Zero-Freeness of the Hard-Core Model with Bounded Connective Constant

TL;DR

This paper extends zero-free region results for the hard-core model's partition function from maximum degree bounds to the more precise connective constant, ensuring analyticity of free energy on infinite graphs.

Contribution

It introduces a new definition of the connective constant for finite graphs and proves zero-freeness in complex neighborhoods based on this measure.

Findings

Zero-free regions are established up to the connective constant threshold.

The results imply the analyticity of free energy density on infinite lattices.

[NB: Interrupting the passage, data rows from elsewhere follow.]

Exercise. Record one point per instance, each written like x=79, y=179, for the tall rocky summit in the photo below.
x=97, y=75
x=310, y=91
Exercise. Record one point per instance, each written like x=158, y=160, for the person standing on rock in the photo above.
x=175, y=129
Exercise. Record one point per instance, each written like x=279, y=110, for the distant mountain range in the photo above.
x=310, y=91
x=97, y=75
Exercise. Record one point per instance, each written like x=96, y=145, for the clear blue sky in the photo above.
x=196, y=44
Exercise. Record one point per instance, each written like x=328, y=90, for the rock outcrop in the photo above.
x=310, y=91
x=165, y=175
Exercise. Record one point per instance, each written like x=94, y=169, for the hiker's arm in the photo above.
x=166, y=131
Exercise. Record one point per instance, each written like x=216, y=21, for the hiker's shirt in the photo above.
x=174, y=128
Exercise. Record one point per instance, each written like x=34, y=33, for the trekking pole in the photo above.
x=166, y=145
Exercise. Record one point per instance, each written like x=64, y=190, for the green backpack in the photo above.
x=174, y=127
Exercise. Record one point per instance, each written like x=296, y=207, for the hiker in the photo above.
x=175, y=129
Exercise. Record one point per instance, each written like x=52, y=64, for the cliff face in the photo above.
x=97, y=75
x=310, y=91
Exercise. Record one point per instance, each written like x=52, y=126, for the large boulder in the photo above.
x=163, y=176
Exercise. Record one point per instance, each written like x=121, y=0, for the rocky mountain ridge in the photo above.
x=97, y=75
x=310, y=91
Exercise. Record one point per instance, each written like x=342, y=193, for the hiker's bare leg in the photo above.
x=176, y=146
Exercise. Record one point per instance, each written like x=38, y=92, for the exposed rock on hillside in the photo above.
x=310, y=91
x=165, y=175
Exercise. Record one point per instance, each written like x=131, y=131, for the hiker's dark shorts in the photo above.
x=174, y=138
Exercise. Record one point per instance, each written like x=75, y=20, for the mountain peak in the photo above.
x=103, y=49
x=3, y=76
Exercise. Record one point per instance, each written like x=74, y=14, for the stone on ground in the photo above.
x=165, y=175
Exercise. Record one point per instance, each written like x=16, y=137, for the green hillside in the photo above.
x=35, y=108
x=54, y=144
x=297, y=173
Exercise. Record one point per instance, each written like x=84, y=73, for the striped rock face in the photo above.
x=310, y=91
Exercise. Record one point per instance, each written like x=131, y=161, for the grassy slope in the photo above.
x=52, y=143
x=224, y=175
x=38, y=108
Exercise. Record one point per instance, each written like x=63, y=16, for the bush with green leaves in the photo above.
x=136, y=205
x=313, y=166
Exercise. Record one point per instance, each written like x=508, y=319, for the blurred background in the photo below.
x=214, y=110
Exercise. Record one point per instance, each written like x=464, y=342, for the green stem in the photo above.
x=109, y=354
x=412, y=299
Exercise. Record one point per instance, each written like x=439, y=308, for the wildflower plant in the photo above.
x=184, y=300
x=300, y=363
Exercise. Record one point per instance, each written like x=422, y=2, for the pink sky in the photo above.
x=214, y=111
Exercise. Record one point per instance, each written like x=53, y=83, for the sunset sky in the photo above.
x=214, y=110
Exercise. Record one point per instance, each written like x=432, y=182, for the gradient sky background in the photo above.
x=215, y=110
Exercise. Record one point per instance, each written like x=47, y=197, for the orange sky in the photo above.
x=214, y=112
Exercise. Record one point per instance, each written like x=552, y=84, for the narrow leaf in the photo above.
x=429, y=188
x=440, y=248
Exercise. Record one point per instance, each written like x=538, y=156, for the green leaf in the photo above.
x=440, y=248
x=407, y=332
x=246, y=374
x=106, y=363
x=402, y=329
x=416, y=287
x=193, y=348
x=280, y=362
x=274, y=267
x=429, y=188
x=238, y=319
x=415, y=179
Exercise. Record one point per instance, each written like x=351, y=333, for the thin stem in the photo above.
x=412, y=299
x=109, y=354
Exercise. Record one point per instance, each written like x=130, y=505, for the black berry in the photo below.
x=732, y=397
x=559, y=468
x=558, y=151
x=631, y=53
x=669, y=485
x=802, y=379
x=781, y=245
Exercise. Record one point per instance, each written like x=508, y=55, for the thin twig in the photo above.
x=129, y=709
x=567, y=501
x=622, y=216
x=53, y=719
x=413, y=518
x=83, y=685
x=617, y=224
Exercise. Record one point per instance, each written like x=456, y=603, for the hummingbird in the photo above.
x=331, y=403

A block contraction technique is used to extend correlation decay to complex neighborhoods.

Abstract

We study the zero-free regions of the partition function of the hard-core model on finite graphs and their implications for the analyticity of the free energy on infinite lattices. Classically, zero-freeness results have been established up to the tree uniqueness threshold $\lambda_c(\Delta-1)$ determined by the maximum degree $\Delta$. However, for many graph classes, such as regular lattices, the connective constant $\sigma$ provides a more precise measure of structural complexity than the maximum degree. While recent approximation algorithms based on correlation decay and Markov chain Monte Carlo have successfully exploited the connective constant to improve the threshold to $\lambda_c(\sigma)$, analogous results for complex zero-freeness have been lacking. In this paper, we bridge this gap by introducing a proper definition of the connective constant for finite graphs based on a lower bound on the number of $k$-depth self-avoiding walks. We prove that for any graph family with a lower connective constant $\mu$, the partition function is zero-free in a complex neighborhood of the interval $[0, \lambda]$ for all $\lambda < \lambda_c(\mu)$. As a direct consequence, we establish the uniqueness and analyticity of the free energy density for infinite lattices up to the connective constant threshold, extending the known regions derived from maximum degree bounds. Our proof utilizes a block contraction technique that lifts the correlation decay property from a real interval to a strip-like complex neighborhood.